Artist's mural lends color to home of Manchester MakerspaceBy DOUG ALDEN
New Hampshire Union Leader October 06. 2016 12:31AM
MANCHESTER — A city artist is sprucing up the front of the new home of a nonprofit collaborative of inventors, artists and tinkerers of all varieties.
James Chase, an instructor at the New Hampshire Institute of Art, is painting a mural this week at Manchester Makerspace in the old Gaslight District.
Chase was the winner in a summer contest to design and paint a mural on a roll-up garage door at 36 Old Granite St., an old industrial building just west of Southern New Hampshire University Arena.
“I had to come up with a proposal and think about how my piece related with the energy of the workspace,” Chase said Wednesday, taking a quick break from the project.
Chase, who teaches printmaking at NHIA, said he’s getting help later this week from some of his students and the “little brother” he mentors in the Big Brothers Big Sisters program.

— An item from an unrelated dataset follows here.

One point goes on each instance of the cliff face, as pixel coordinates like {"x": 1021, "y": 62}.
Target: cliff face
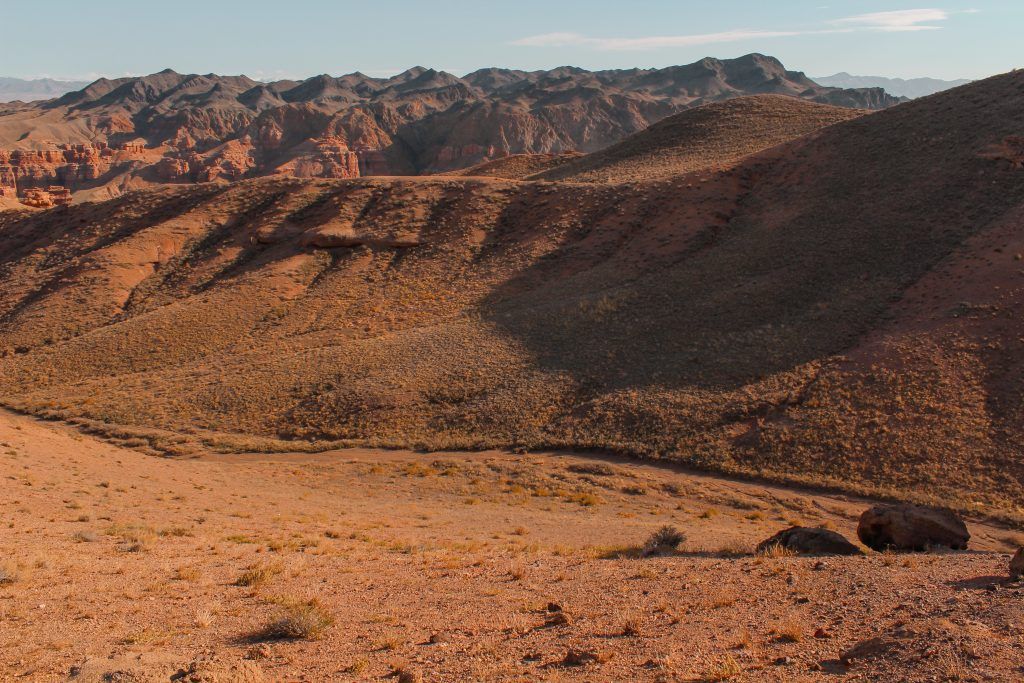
{"x": 190, "y": 128}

Chase, who grew up in Manchester, said the contest appealed to him as a way to help revive an area of his hometown and inspire others interested in the art.
“Being an educator I think it’s important to mentor and to give back,” said Chase, a 2001 graduate of Central High School. “I think Manchester as a whole — its history — has been one of resurgence and coming back many times. I used to come down here in the 90s to skateboard when this place was empty.”
Chase’s design includes plans for six panels to cover what used to be windows on the second floor. The windows were filled in with bricks years ago and painted a shade of red that doesn’t quite match the original brickwork of the building.
“It just really fit the space in terms of the idea of bringing artists from the community together,” said Dan Berube, a member of the Manchester Arts Commission and board member at Makerspace.
Chase’s mural is going on the roll-up door on the north side of the building leading to the industrial area Makerspace has set up inside. Makerspace has been in the location about three months and has grown to almost 40 members, president Dan Perrinez said.
Makerspace is a cooperative offering members a place to be creative. Members have access to the space and the machinery, including lathes, 3-D printers and an industrial welder.